Картину эту дополняет трогательное признание, сделанное Львом Николаевичем другу его Марии Александровне Шмидт. «Когда он писал «Воскресенье», жена его, Софья Андреевна, резко напала на него за главу, в которой он описывал обольщение Катюши.
– Ты уже старик, – говорила она, – как тебе не стыдно писать такие гадости.
Лев Николаевич ничего ей не сказал, а когда она ушла, он, обращаясь к бывшей при этом М. А. Шмидт, едва сдерживая рыдания, подступившие ему к горлу, сказал:
– Вот она нападает на меня, а когда меня братья в первый раз привели в публичный дом, и я совершил этот акт, я потом стоял у кровати этой женщины и плакал!»[5]
Но не одну эту жестокую сторону жизни открыла Толстому его молодость. Та же новая сила породила совсем иные настроения. В них не было ничего постыдного, Толстой не только не старался избегать их, но весь отдавался новой мечте. Появилось стремление к личному счастью и противопоставило себя бурному потоку грубой мужской силы. Мечты о «поэтическом, сладостном счастии», которое казалось ему тогда «высшим счастьем жизни», заполонили воображение юноши: «В тот период времени, который я считаю пределом отрочества и началом юности, основой моих мечтаний были четыре чувства [и одно из них – ] любовь к ней, к воображаемой женщине, о которой я мечтал всегда в одном и том смысле и которую всякую минуту ожидал где-нибудь встретить»[6].

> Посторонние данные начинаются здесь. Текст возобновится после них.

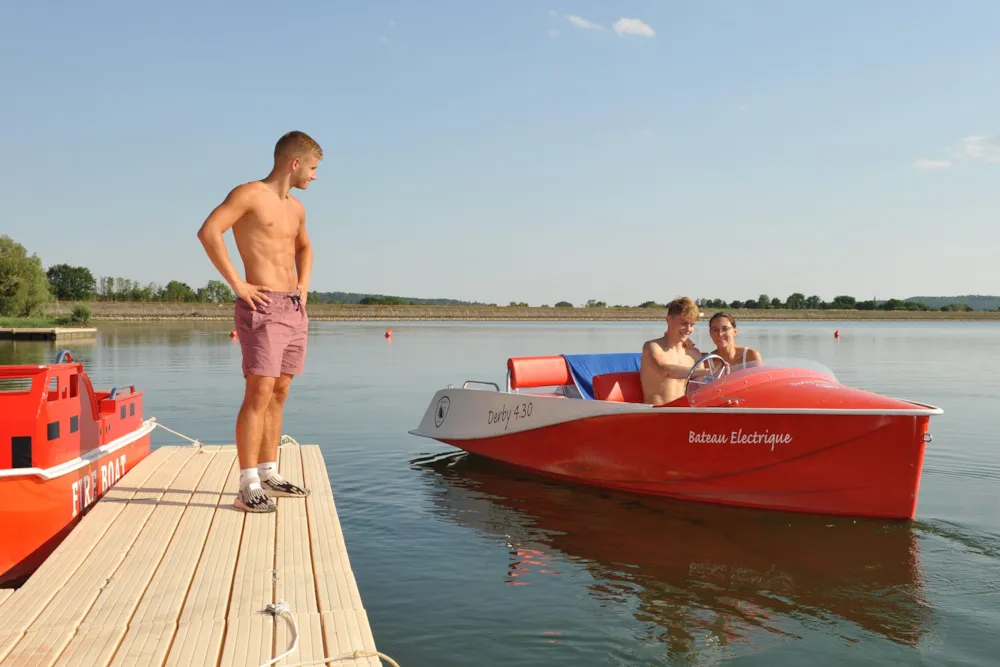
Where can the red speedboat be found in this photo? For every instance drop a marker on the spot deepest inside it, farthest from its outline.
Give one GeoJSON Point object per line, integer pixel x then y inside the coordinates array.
{"type": "Point", "coordinates": [63, 444]}
{"type": "Point", "coordinates": [786, 435]}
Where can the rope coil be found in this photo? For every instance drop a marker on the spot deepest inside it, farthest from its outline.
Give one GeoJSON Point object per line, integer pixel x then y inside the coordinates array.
{"type": "Point", "coordinates": [277, 609]}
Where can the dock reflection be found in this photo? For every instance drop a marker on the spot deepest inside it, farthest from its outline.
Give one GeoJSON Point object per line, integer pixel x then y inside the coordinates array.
{"type": "Point", "coordinates": [691, 569]}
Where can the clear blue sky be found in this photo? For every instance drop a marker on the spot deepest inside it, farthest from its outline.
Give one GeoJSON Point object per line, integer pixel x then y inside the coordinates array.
{"type": "Point", "coordinates": [521, 150]}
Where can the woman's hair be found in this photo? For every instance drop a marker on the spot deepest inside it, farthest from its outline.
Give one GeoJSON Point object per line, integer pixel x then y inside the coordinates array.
{"type": "Point", "coordinates": [722, 314]}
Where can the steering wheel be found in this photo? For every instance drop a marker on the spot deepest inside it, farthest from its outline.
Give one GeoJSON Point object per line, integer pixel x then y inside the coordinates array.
{"type": "Point", "coordinates": [712, 373]}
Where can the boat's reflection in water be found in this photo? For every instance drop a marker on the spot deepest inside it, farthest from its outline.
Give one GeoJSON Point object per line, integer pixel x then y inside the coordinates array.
{"type": "Point", "coordinates": [695, 570]}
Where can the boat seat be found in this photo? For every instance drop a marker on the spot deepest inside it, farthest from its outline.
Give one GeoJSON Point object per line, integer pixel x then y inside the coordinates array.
{"type": "Point", "coordinates": [536, 372]}
{"type": "Point", "coordinates": [623, 387]}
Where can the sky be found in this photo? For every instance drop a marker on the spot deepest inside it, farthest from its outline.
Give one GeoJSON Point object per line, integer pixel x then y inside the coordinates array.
{"type": "Point", "coordinates": [524, 150]}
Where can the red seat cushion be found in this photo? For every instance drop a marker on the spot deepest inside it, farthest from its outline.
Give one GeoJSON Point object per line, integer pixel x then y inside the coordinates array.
{"type": "Point", "coordinates": [623, 387]}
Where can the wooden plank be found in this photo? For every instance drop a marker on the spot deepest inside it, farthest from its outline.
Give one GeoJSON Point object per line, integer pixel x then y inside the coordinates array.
{"type": "Point", "coordinates": [202, 627]}
{"type": "Point", "coordinates": [337, 588]}
{"type": "Point", "coordinates": [343, 619]}
{"type": "Point", "coordinates": [75, 551]}
{"type": "Point", "coordinates": [155, 622]}
{"type": "Point", "coordinates": [52, 630]}
{"type": "Point", "coordinates": [295, 580]}
{"type": "Point", "coordinates": [165, 571]}
{"type": "Point", "coordinates": [249, 633]}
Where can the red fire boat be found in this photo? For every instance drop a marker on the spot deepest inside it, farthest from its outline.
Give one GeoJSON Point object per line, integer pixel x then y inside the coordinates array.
{"type": "Point", "coordinates": [785, 435]}
{"type": "Point", "coordinates": [63, 444]}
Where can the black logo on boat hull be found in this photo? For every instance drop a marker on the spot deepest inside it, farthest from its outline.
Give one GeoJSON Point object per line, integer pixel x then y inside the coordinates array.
{"type": "Point", "coordinates": [441, 411]}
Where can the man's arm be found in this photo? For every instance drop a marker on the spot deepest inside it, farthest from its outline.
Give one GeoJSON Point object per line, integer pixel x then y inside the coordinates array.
{"type": "Point", "coordinates": [219, 221]}
{"type": "Point", "coordinates": [303, 258]}
{"type": "Point", "coordinates": [236, 204]}
{"type": "Point", "coordinates": [667, 370]}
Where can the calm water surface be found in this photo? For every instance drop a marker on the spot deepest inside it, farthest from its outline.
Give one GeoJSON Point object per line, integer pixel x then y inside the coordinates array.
{"type": "Point", "coordinates": [464, 562]}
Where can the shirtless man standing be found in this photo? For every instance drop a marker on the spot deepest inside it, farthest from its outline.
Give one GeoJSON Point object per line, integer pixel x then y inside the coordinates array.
{"type": "Point", "coordinates": [667, 360]}
{"type": "Point", "coordinates": [269, 226]}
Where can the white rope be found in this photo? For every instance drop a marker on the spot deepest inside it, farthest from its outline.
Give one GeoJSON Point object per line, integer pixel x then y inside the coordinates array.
{"type": "Point", "coordinates": [282, 609]}
{"type": "Point", "coordinates": [286, 440]}
{"type": "Point", "coordinates": [179, 435]}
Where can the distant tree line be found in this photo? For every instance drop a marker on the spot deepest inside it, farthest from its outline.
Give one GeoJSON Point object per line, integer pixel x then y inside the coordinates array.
{"type": "Point", "coordinates": [26, 287]}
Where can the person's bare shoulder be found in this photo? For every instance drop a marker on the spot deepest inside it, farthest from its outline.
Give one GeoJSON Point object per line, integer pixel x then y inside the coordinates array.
{"type": "Point", "coordinates": [652, 350]}
{"type": "Point", "coordinates": [241, 200]}
{"type": "Point", "coordinates": [694, 354]}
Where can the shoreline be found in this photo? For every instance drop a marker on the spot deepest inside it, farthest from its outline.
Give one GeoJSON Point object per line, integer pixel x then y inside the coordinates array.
{"type": "Point", "coordinates": [103, 311]}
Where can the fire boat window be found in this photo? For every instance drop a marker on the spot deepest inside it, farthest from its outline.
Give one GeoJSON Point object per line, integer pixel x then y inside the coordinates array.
{"type": "Point", "coordinates": [15, 385]}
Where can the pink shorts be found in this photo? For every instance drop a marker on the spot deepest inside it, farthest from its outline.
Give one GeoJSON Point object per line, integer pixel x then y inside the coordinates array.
{"type": "Point", "coordinates": [273, 337]}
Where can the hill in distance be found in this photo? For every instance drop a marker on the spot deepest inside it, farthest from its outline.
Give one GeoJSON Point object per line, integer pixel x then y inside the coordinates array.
{"type": "Point", "coordinates": [974, 301]}
{"type": "Point", "coordinates": [356, 298]}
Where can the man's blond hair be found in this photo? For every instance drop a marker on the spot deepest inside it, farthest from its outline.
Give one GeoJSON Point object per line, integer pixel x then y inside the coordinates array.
{"type": "Point", "coordinates": [296, 144]}
{"type": "Point", "coordinates": [683, 306]}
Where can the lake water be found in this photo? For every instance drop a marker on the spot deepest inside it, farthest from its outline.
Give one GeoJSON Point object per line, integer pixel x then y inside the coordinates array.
{"type": "Point", "coordinates": [462, 562]}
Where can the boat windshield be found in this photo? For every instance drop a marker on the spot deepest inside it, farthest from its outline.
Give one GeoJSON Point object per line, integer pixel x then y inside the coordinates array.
{"type": "Point", "coordinates": [784, 363]}
{"type": "Point", "coordinates": [756, 368]}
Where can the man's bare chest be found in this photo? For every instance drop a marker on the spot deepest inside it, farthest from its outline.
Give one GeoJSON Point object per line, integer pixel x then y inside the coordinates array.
{"type": "Point", "coordinates": [277, 222]}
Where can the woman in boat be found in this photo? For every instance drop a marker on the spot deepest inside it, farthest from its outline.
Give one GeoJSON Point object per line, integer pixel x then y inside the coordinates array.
{"type": "Point", "coordinates": [722, 328]}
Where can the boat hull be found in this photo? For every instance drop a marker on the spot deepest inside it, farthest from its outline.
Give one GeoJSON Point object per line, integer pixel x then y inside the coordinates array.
{"type": "Point", "coordinates": [841, 462]}
{"type": "Point", "coordinates": [41, 512]}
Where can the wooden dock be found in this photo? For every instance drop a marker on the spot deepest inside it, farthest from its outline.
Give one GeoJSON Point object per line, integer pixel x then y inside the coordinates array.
{"type": "Point", "coordinates": [164, 571]}
{"type": "Point", "coordinates": [44, 333]}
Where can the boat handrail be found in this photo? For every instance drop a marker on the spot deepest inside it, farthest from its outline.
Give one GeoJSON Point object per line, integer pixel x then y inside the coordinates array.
{"type": "Point", "coordinates": [468, 382]}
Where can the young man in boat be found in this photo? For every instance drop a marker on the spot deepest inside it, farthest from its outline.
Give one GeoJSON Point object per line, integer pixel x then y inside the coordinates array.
{"type": "Point", "coordinates": [269, 226]}
{"type": "Point", "coordinates": [666, 361]}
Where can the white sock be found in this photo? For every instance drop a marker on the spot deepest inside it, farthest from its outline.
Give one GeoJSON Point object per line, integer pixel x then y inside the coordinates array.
{"type": "Point", "coordinates": [249, 478]}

«После ужина и иногда ночной прогулки с кем-нибудь по саду… я уходил один спать на полу на галерею… Наконец… я оставался совершенно один и, зорко оглядываясь по сторонам, не видно ли где-нибудь подле клумбы или подле моей постели белой женщины, рысью бежал на галерею. И вот тогда я ложился на свою постель… смотрел в сад, слушал звуки ночи и мечтал о любви и счастии.
Тогда все получало для меня другой смысл… смысл слишком большой красоты и какого-то недоконченного счастия. И вот являлась она с длинною черною косой, высокой грудью, всегда печальная и прекрасная, с обнаженными руками, с сладострастными объятиями. Она любила меня, я жертвовал для одной минуты ее любви всею жизнью. Но луна все выше, выше, светлее и светлее стояла на небе, пышный блеск пруда, равномерно усиливающийся, как звук, становился яснее и яснее, тени становились чернее и чернее, свет прозрачнее и прозрачнее, и, вглядываясь и вслушиваясь во все это, что-то говорила мне, что она с обнаженными руками и пылкими объятиями – еще далеко-далеко не все счастие, что и любовь к ней – далеко-далеко еще не все благо; и чем больше я смотрел на высокий полный месяц, тем истинная красота и благо казались мне выше и выше, чище и чище и ближе и ближе к нему, к источнику всего прекрасного и благого, и слезы какой-то неудовлетворенной, но волнующей радости навертывались мне на глаза»[7].